Contact me for any questions. . .  

First we start by importing Python libraries. (Click RUN; do this every time unless you're at a code block (excluding the first two, this next one and the one after the next comment. Wait for DONE and then press RUN)



In [1]:
import ast
import copy
import json
import csv
import statistics
import os.path
from os import path


Next we establish two functions: one that takes any blocks (ignore the variable name "2020") and makes it Census tracts and the other a division operator to avoid Div By Zero errors. 

In [2]:
def tract_maker(final2020):
    tract2020 = {}
    seen = []         
    for k in final2020.keys():
        tract = k[0:14]
        if tract not in seen:
            values = []
            for key, value in final2020.items():
                if key[0:14] == tract:
                    if not values:
                        values = value
                    else:
                        values = [float(a) + float(b) for a, b in zip(values, value)]
            if values:
                tract2020[tract] = values
                seen.append(tract)
    return tract2020
    
def zerodiv(a, b):
    if b > 0:
        return round(a / b, 1)
    return 0

Now we open Census Data 2000 and 2010 at the Block level, along with the Crosswalk file explaining geographic changes between these two datasets

In [3]:


'''Program will calculate the differences in data from 2000 to 2010 at the block level.
The data accumulated can be summed up into tracts. The net data from the crosswalks will be saved
into a file so Part 2 of the program can use them and they also can be verified manually in case
of error.
'''
print("Opening files...This is the first code block.
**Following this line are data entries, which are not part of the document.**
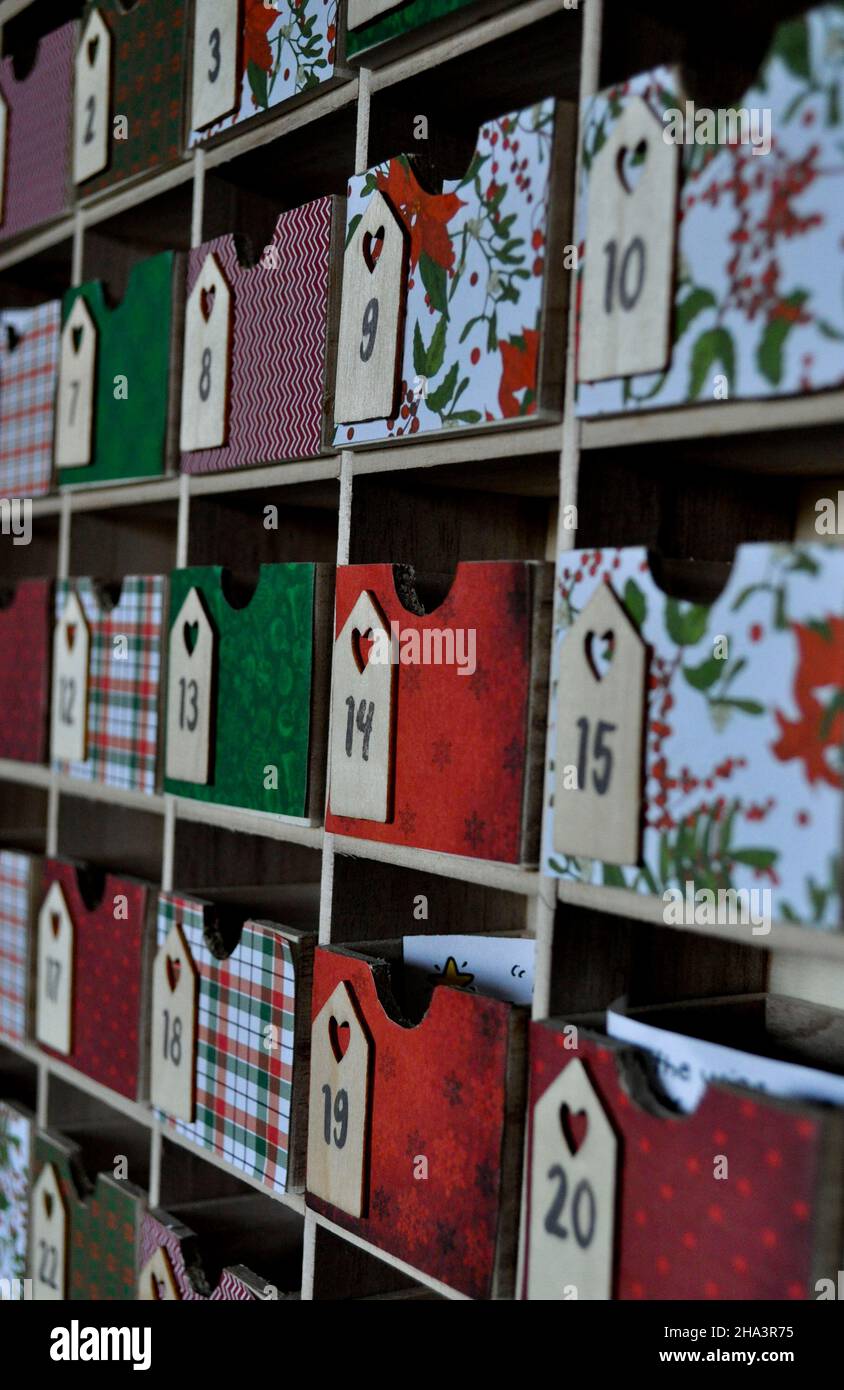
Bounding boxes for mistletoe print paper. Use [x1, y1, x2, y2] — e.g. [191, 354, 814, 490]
[544, 545, 844, 931]
[577, 4, 844, 416]
[189, 0, 341, 145]
[335, 100, 566, 448]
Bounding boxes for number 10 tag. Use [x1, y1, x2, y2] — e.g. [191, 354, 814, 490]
[165, 588, 216, 785]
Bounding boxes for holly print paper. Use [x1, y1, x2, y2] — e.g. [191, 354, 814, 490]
[190, 0, 338, 145]
[335, 100, 555, 448]
[544, 543, 844, 930]
[577, 4, 844, 416]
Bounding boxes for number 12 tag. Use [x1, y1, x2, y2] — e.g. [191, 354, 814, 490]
[165, 588, 217, 785]
[527, 1058, 619, 1300]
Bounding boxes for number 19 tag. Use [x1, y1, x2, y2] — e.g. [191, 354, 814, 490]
[165, 588, 217, 785]
[527, 1058, 617, 1300]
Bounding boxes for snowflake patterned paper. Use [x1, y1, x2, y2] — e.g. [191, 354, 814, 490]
[334, 100, 567, 448]
[577, 4, 844, 416]
[544, 543, 844, 930]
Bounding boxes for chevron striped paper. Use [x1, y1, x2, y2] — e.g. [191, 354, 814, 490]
[182, 197, 334, 473]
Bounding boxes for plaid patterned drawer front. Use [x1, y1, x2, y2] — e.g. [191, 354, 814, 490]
[56, 575, 167, 792]
[0, 849, 33, 1043]
[157, 892, 295, 1193]
[0, 299, 61, 498]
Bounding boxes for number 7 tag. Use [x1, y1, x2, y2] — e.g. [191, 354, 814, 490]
[334, 192, 407, 424]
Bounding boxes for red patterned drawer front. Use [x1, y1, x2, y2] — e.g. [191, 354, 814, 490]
[307, 948, 526, 1298]
[0, 581, 50, 763]
[44, 859, 153, 1099]
[523, 1022, 844, 1301]
[325, 562, 551, 863]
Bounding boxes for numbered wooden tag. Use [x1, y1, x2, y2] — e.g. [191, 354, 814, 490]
[527, 1059, 617, 1300]
[553, 584, 648, 865]
[165, 588, 217, 785]
[307, 980, 371, 1216]
[35, 883, 74, 1056]
[138, 1245, 182, 1302]
[331, 589, 395, 823]
[334, 193, 407, 424]
[56, 295, 97, 468]
[349, 0, 403, 29]
[150, 922, 199, 1123]
[50, 589, 90, 763]
[74, 10, 111, 183]
[577, 97, 680, 381]
[0, 92, 8, 222]
[181, 252, 232, 453]
[190, 0, 242, 131]
[29, 1163, 68, 1302]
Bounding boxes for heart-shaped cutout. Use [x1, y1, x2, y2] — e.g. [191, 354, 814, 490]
[352, 627, 375, 676]
[199, 285, 217, 324]
[167, 956, 182, 994]
[328, 1013, 346, 1062]
[560, 1104, 590, 1158]
[616, 139, 648, 193]
[583, 628, 616, 681]
[363, 227, 384, 275]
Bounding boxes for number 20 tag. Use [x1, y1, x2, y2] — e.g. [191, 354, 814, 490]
[553, 584, 648, 865]
[334, 193, 407, 424]
[577, 96, 680, 381]
[165, 588, 217, 785]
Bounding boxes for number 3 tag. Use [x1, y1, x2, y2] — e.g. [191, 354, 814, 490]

Wait until DONE appears to proceed.")
# Census 2000 data Blocks
f00 = 'Census2000/nhgis0097_ds147_2000_block.csv'
# Census 2010 data Blocks
f10 = 'Census2010/nhgis0094_ds172_2010_block.csv'
# 2000 to 2010 Crosswalks
filecw1 = 'crosswalk/nhgis_blk2000_blk2010_gj_06/nhgis_blk2000_blk2010_gj_06.csv'
with open(filecw1, 'r') as a, open(f00, 'r') as c, open(f10, 'r') as d:
    cw1 = list(csv.reader(a, delimiter=',')) # Crosswalk 2000 - 2010
    d00 = list(csv.reader(c, delimiter=',')) # Census 2000
    d10 = list(csv.reader(d, delimiter=',')) # Census 2010
    a.close()
    c.close()
    d.close()
print("DONE")

Opening files...This is the first code block. Wait until DONE appears to proceed.
DONE


Now the algorithm begins. 
PART 1: Iterating through the Crosswalk file, we multiply the weights given for each 2000 block onto any 2010 block identified with that weight and 2000 block -- meaning they intersected at some point. This is so we understand what proportion of the 2010 block geography reflects on the 2000 block. All the fragmented and transformed 2000 blocks that touched a 2010 block with their weight products will sum up into a complete version of the 2010 block equal in shape. Recall the point of crosswalks here is so that we can invent a block full of 2000 data that is identical in shape as 2010's block so we can subtract the difference.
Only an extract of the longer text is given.